Rob McClure, Christiane Noll and Zachary Unger in Chaplin.
Photo by Joan Marcus

The fall musical season began early, in August, with Chaplin, a bio-tuner about the silent film genius. Rob McClure stars at the Little Tramp in the Warren Carlyle-directed show, which follows Chaplin from the slums of London to stardom in Hollywood. Playing some the women in Chaplin's life (and there were many) are Jenn Colella, Erin Mackey and Christiane Noll. Opening night is Sept. 10 at the Barrymore. Rebecca, a stage version of novelist Daphne du Maurier's soapy saga of Manderlay, will begin at the Broadhurst on Oct. 20. Another bio-musical, Scandalous, a show about Jazz Age evangelist Aimee Semple McPherson, by Kathie Lee Gifford, David Friedman and David Pomeranz will feature tireless Carolee Carmello as the religious star. George Hearn plays two of the men in Aimee's life. The show's list of producers includes the church founded by controversial McPherson. It starts Oct. 13 at the Neil Simon Theatre.

Otherwise, the fall will be dominated by revivals of musicals that topped the awards lists in their day. First out of the gate is the timeless Depression-era fable Annie. The red-haired moppet has visited the New York stage twice since her original, lengthy stay in the late '70s and early '80s, including a Broadway revival and a Madison Square Garden tour engagement.

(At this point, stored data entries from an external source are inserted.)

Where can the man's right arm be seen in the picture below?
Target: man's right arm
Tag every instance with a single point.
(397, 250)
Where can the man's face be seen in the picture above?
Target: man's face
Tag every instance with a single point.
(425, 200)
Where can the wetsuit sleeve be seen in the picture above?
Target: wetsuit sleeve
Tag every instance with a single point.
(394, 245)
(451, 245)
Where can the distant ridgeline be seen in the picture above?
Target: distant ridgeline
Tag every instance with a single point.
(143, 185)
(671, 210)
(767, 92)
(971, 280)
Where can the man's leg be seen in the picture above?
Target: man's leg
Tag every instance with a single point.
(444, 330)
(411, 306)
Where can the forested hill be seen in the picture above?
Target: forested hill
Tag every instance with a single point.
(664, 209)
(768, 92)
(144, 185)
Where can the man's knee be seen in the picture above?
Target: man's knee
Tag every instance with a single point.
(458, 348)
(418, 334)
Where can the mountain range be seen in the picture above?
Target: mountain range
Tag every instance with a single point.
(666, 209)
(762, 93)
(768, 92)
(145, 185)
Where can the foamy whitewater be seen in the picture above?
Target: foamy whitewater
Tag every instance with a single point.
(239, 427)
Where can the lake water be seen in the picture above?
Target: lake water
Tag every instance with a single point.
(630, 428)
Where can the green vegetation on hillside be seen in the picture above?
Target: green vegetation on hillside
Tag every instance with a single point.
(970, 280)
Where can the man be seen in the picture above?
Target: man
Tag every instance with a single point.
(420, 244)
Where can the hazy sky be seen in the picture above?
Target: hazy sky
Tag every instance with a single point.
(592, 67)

This time she's got a first-rate team behind her, including director James Lapine, who is taking a break from staging cerebral Sondheim musicals, and two-time Tony winner Katie Finneran, who will play villainous Miss Hannigan. Lilla Crawford is the orphan in question. Aussie star Anthony Warlow plays billionaire Republican Daddy Warbucks. Previews begin Oct. 3 at the Palace.

Stephanie J. Block

Beginning performances Oct. 19, at Studio 54, will be the first-ever Broadway revival of Rupert Holmes' multiple Tony-winning The Mystery of Edwin Drood. Directed by Scott Ellis, the "whodunnit musical," based on Charles Dickens' final, unfinished novel, does not lack for a cast: Chita Rivera, Jim Norton, Stephanie J. Block, Will Chase, Gregg Edelman, Jessie Mueller and Betsy Wolfe are among the willing suspects. It opens Nov. 13. Finally, holiday cheer will be furnished by two shows: A Christmas Story, The Musical! based on the Jean Shepherd stories and beloved 1983 film of the same title, which will play a limited holiday engagement beginning Nov. 5 at the Lunt-Fontanne Theatre (marking the Broadway debut of the hot young songwriting team Justin Paul and Benj Pasek, late of Dogfight); and the return of Elf The Musical, another celluloid-drawn yuletide yarn, running at the Hirschfeld from Nov. 9.

If you can't get into Jersey Boys this fall, how about Frankie Valli and the Four Seasons On Broadway? After years of playing thousands of venues from San Francisco to Savannah to Sydney, Frankie Valli and the Four Seasons will celebrate the their 50th anniversary at the Broadway Theatre Oct. 19-27.